L’organe de gestion des élections prévoit d’organiser, fin mai, un espace d’échanges réunissant l’ensemble des parties prenantes au processus électoral malgache. Cette concertation, prévue sur trois jours, aura pour objectif principal de jeter les bases d’un Code électoral unifié et de corriger les lacunes ayant entaché les scrutins précédents, lesquels ont fait l’objet de vives critiques et sont à l’origine de l’instabilité actuelle.

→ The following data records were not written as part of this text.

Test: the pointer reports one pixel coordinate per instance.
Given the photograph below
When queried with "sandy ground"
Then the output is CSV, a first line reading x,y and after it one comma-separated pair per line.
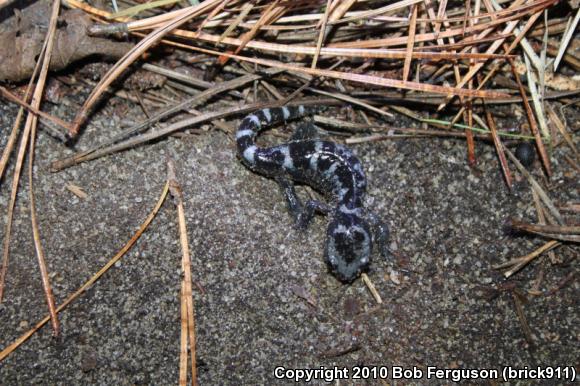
x,y
263,295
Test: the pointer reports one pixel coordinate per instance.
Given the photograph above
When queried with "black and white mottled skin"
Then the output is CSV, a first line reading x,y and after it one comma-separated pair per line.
x,y
331,169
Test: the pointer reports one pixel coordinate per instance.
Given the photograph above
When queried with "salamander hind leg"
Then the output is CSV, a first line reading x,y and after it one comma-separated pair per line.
x,y
305,131
380,234
302,213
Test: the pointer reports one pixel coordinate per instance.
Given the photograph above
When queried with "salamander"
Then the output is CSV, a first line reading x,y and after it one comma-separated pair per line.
x,y
330,168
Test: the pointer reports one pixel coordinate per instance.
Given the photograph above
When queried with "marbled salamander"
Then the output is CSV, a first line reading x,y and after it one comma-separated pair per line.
x,y
328,167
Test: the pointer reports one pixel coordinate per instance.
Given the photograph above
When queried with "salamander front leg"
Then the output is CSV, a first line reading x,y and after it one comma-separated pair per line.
x,y
380,234
302,213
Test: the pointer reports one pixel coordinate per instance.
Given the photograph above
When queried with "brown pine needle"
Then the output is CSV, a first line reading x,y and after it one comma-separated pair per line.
x,y
133,55
371,288
410,42
499,148
516,264
14,345
30,127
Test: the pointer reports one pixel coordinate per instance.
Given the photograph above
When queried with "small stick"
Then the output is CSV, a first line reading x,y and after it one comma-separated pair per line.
x,y
371,288
14,345
187,310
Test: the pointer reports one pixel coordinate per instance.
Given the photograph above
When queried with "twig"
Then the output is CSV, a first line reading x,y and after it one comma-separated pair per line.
x,y
186,291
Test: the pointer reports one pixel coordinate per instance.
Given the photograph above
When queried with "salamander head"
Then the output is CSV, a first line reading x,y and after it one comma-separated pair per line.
x,y
348,246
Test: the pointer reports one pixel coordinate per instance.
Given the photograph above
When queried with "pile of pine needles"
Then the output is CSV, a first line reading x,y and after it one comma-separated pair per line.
x,y
442,64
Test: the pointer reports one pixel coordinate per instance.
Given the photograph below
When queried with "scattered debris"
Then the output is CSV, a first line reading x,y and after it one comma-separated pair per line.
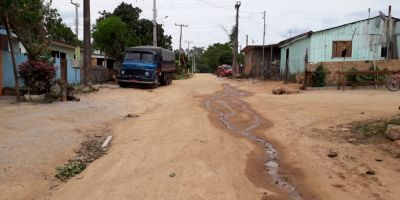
x,y
393,132
106,142
53,186
89,151
397,143
131,116
282,90
370,172
352,140
70,170
264,196
332,154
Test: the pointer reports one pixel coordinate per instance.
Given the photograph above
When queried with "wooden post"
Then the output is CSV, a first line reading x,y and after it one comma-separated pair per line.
x,y
305,70
1,73
12,57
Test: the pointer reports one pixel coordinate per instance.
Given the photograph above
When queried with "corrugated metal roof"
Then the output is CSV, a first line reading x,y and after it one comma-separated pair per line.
x,y
4,32
308,34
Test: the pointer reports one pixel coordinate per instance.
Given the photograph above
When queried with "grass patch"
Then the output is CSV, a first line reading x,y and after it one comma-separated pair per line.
x,y
372,131
70,170
182,76
368,129
89,151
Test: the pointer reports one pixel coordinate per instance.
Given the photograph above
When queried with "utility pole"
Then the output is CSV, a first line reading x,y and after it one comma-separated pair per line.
x,y
188,49
235,51
155,23
180,41
77,5
194,63
87,41
263,57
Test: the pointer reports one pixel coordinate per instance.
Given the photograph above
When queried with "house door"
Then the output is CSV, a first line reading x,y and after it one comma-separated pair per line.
x,y
63,67
287,73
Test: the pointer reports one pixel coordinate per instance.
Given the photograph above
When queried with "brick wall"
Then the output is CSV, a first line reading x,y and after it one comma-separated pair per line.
x,y
334,67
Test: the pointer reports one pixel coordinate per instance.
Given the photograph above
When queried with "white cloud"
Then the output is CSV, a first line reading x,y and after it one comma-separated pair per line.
x,y
205,17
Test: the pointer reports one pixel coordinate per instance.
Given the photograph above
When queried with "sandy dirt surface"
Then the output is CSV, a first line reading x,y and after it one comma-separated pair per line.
x,y
179,148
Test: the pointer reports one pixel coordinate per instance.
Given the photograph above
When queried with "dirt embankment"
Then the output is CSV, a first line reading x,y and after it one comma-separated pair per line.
x,y
309,125
178,150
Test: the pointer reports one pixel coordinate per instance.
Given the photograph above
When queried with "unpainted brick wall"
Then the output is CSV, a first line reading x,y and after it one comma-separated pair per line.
x,y
334,67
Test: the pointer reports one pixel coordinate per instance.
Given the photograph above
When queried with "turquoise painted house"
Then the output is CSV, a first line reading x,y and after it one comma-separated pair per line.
x,y
365,40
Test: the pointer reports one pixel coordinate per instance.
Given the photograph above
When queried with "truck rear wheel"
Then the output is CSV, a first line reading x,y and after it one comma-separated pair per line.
x,y
164,79
169,78
156,83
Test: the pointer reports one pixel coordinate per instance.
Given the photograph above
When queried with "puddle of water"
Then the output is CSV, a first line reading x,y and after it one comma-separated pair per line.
x,y
227,105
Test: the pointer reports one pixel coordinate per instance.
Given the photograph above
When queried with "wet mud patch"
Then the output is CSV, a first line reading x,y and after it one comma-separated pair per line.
x,y
228,111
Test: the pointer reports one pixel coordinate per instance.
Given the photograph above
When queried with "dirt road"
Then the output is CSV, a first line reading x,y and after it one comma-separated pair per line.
x,y
209,138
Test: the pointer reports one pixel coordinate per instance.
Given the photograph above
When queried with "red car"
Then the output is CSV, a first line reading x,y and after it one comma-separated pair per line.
x,y
224,70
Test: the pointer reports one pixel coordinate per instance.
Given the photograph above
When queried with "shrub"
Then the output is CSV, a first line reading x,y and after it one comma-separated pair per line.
x,y
319,77
38,76
70,170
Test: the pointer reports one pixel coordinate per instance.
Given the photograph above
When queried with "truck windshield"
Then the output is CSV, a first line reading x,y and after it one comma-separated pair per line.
x,y
140,56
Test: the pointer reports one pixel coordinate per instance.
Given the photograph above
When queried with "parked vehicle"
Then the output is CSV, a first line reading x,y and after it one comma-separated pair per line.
x,y
393,84
148,65
224,70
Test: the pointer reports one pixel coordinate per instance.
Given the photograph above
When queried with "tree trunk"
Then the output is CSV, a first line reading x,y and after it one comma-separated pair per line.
x,y
12,57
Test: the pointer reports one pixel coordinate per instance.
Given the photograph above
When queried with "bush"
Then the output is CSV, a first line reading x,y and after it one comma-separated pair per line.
x,y
70,170
319,77
38,76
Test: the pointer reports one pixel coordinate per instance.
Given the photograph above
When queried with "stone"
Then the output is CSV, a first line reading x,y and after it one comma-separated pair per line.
x,y
397,143
370,172
352,140
393,131
332,154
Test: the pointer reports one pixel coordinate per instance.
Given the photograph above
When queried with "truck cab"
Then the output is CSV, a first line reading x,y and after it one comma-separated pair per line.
x,y
146,65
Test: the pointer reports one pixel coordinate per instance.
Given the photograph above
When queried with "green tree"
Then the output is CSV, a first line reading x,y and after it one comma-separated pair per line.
x,y
112,36
26,19
140,28
56,28
218,54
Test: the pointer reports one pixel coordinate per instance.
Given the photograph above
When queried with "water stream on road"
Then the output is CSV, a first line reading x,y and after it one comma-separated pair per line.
x,y
227,105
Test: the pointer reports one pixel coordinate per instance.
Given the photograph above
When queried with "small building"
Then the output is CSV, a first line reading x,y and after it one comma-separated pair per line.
x,y
371,39
254,58
99,59
63,54
68,69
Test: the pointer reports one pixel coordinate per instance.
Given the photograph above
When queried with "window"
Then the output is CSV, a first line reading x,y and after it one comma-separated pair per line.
x,y
100,61
342,49
384,52
140,56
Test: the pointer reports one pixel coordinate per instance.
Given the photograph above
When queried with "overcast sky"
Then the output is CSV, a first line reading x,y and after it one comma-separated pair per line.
x,y
207,17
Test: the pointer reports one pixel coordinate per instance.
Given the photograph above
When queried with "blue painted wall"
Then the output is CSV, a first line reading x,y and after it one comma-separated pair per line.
x,y
8,73
367,42
297,52
71,72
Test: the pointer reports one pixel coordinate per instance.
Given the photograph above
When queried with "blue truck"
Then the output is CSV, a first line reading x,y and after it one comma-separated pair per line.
x,y
148,65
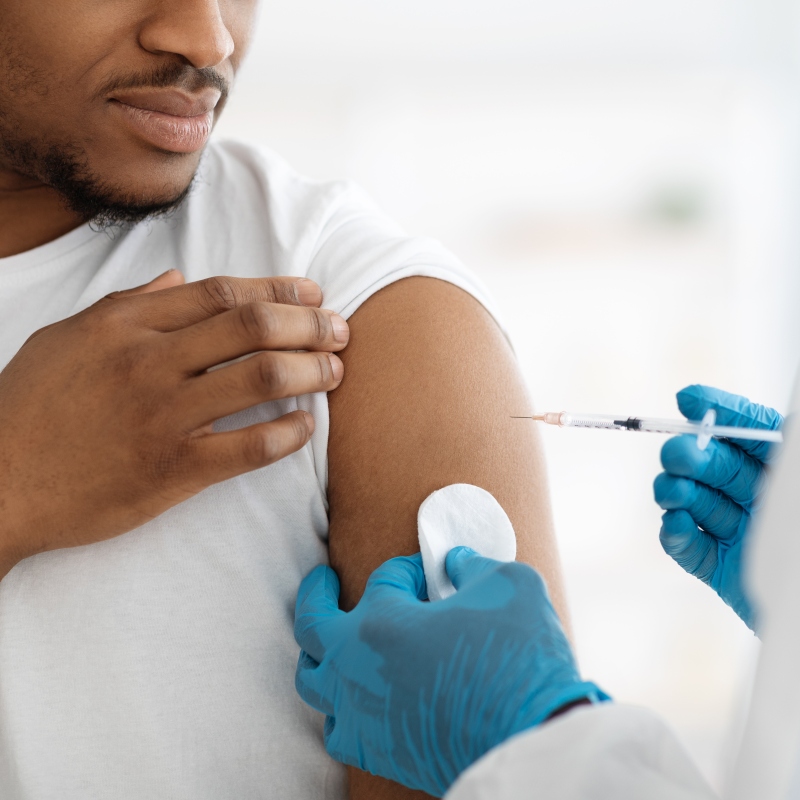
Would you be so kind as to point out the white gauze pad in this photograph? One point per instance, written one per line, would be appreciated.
(458, 515)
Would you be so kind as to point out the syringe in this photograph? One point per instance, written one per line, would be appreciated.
(703, 430)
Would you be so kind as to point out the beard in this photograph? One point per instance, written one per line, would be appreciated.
(65, 169)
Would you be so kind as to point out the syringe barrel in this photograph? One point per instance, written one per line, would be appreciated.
(592, 421)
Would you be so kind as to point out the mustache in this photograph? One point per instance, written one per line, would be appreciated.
(179, 76)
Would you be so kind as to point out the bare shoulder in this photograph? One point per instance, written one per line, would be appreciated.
(430, 385)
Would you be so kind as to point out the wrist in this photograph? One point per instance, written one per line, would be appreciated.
(563, 700)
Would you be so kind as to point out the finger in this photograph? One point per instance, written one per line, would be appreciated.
(181, 306)
(692, 549)
(721, 465)
(732, 409)
(401, 577)
(317, 605)
(168, 279)
(464, 566)
(217, 457)
(264, 377)
(254, 327)
(310, 679)
(710, 509)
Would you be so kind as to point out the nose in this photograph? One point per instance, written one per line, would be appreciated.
(192, 29)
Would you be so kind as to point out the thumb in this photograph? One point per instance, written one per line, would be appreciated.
(731, 409)
(168, 279)
(464, 566)
(692, 549)
(403, 577)
(317, 606)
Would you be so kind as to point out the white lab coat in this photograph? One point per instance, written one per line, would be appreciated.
(618, 752)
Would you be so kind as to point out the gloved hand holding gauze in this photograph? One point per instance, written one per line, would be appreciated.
(461, 515)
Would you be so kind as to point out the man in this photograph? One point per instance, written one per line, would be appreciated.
(474, 697)
(136, 258)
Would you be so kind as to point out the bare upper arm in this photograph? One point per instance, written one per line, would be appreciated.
(430, 385)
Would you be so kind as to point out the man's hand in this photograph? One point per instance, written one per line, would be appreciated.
(710, 495)
(107, 416)
(416, 692)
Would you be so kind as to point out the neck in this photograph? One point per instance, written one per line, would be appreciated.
(31, 214)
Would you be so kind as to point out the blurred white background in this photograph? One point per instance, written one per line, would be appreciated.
(623, 176)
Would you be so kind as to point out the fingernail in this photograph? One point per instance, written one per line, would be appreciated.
(308, 293)
(336, 366)
(341, 331)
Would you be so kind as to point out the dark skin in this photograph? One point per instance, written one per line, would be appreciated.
(431, 380)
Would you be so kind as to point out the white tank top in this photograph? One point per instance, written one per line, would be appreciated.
(161, 664)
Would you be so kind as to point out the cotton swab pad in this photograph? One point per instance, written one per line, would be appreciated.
(466, 515)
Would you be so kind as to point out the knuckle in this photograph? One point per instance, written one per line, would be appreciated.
(319, 325)
(271, 374)
(324, 368)
(220, 293)
(261, 447)
(259, 322)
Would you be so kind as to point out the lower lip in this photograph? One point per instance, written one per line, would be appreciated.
(167, 131)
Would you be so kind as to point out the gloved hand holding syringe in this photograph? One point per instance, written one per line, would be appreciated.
(704, 429)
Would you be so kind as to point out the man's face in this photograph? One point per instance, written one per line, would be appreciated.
(111, 102)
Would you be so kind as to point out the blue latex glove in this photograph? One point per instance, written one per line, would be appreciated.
(415, 691)
(710, 495)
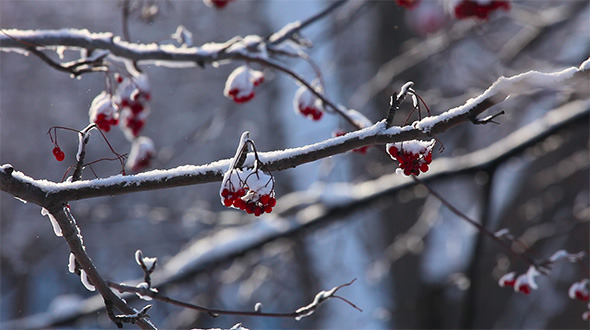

“Les douanes, les impôts ou encore le secteur minier possèdent tous leur propre code, alors que pour les élections, il faut jongler avec une multitude de textes épars”, déplore le président de la Ceni. Selon lui, l’ambition est de présenter, lors de cette rencontre nationale, un cadre juridique plus structuré et cohérent pour la gestion des futurs scrutins.
Cette concertation vise à faire remonter les réalités du terrain ainsi que les expériences capitalisées au fil des consultations passées. Elle permettra également de dresser un état des lieux exhaustif du système électoral malgache, en mettant en relief les progrès accomplis, mais aussi les difficultés et les insuffisances observées lors des précédentes échéances électorales.